Optimizing Trading Assignments in Water Right Markets

Authors

  • Yicheng Liu Tsinghua University
  • Pingzhong Tang Tsinghua University
  • Tingting Xu Tsinghua University
  • Hang Zheng Tsinghua University

DOI:

https://doi.org/10.1609/aaai.v30i1.10016

Abstract

Over the past two decades, water markets have been successfully fielded in countries such as Australia, the United states, Chile, China, etc. Water users, mainly irrigators, have benefited immensely from water markets. However, the current water market design also faces certain serious barriers. It has been pointed out that transaction costs, which exists in most markets, induce great welfare loss.

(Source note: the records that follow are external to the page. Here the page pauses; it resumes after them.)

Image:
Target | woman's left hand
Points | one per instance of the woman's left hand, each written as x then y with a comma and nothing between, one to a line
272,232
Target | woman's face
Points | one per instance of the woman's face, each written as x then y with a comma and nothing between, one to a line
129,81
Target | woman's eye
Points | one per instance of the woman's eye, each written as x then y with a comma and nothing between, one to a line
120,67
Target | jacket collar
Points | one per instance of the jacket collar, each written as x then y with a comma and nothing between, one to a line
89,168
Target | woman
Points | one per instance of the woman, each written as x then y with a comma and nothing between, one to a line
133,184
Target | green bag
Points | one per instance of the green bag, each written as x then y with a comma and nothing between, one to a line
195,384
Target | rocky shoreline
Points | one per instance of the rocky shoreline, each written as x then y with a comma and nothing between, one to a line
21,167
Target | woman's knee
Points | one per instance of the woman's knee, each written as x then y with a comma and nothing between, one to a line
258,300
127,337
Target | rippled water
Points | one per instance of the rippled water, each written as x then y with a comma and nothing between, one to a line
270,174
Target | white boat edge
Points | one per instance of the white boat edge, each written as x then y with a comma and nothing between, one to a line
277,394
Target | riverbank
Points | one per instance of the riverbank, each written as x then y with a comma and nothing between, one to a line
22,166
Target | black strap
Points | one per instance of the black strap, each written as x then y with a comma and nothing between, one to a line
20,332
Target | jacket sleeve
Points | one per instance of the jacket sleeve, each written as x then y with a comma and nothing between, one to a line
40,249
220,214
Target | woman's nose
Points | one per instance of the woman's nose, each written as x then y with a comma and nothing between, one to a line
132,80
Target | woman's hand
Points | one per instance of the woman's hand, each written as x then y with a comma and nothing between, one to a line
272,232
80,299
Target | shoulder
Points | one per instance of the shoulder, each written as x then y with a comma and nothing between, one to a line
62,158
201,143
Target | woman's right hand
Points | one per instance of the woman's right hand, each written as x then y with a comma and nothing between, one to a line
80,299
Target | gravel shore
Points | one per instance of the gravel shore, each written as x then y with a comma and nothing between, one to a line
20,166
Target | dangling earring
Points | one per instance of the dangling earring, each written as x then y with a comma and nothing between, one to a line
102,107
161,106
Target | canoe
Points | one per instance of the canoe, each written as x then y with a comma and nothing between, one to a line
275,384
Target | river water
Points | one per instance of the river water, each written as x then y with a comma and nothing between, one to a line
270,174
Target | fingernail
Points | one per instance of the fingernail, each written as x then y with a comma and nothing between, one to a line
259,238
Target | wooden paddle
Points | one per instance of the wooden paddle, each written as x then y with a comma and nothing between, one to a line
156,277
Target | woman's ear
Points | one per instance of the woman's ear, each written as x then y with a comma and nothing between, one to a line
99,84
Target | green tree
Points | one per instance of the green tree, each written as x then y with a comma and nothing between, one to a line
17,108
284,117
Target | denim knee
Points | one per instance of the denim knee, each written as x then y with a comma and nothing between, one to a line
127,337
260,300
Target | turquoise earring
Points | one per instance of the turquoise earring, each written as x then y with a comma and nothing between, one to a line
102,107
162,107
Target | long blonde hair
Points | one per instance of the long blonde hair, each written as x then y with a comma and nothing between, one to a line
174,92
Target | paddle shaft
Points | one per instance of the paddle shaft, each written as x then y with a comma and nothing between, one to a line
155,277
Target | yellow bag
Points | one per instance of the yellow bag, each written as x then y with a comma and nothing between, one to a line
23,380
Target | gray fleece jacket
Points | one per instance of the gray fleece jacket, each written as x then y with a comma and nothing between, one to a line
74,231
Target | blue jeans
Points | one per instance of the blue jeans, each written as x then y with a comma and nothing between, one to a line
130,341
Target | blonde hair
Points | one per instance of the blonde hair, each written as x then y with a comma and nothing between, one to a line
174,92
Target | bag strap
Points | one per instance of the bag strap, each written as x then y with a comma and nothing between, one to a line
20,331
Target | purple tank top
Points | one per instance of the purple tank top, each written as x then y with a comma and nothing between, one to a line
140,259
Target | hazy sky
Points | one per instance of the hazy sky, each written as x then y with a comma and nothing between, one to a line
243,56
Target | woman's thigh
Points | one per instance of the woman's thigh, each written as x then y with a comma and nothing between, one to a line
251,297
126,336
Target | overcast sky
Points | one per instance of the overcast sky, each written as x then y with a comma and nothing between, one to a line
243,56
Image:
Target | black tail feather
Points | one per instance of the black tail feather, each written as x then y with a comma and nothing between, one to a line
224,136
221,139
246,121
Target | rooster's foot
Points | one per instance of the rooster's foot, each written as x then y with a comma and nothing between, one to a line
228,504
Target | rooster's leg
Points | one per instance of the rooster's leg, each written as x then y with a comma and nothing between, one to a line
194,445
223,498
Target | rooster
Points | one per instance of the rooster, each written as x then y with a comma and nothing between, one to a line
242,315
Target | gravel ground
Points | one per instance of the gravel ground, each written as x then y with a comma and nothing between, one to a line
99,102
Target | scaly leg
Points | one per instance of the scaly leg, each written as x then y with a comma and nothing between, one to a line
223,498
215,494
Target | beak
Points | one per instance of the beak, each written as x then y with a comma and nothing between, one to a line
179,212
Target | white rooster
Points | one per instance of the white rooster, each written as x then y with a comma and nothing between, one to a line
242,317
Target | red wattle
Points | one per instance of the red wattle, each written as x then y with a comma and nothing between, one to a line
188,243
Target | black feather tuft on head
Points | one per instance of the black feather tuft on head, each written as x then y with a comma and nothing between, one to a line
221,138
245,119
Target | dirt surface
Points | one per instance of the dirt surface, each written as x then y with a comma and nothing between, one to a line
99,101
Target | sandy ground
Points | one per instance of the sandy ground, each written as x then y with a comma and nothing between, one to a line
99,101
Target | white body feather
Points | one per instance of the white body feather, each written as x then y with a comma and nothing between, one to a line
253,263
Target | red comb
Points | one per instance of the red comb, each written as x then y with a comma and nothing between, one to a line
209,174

For example, for water markets in western China discussed in this paper, the influence of transaction costs is significant. Another important barrier is the locality of trades due to geographical constraints. Based on the water market at Xiying Irrigation, one of the most successful water market in western China, we model the water market as a graph with minimum transaction thresholds on edges. Our goal is to maximize the transaction volume or welfare. We prove that the existence of transaction costs results in no polynomial time approximation scheme (PTAS) to maximize social welfare (MAX SNP-hard). The complexities on special graphs are also presented. From a practical point of view, however, optimal social welfare can be obtained via a well-designed mixed integer linear program and can be approximated near optimally at a large scale via a heuristic algorithm. Both algorithms are tested on data sets generated from real historical trading data. Our study also suggests the importance of reducing transaction costs, for example, institutional costs in water market design. Our work opens a potentially important avenue of market design within the agenda of computational sustainability.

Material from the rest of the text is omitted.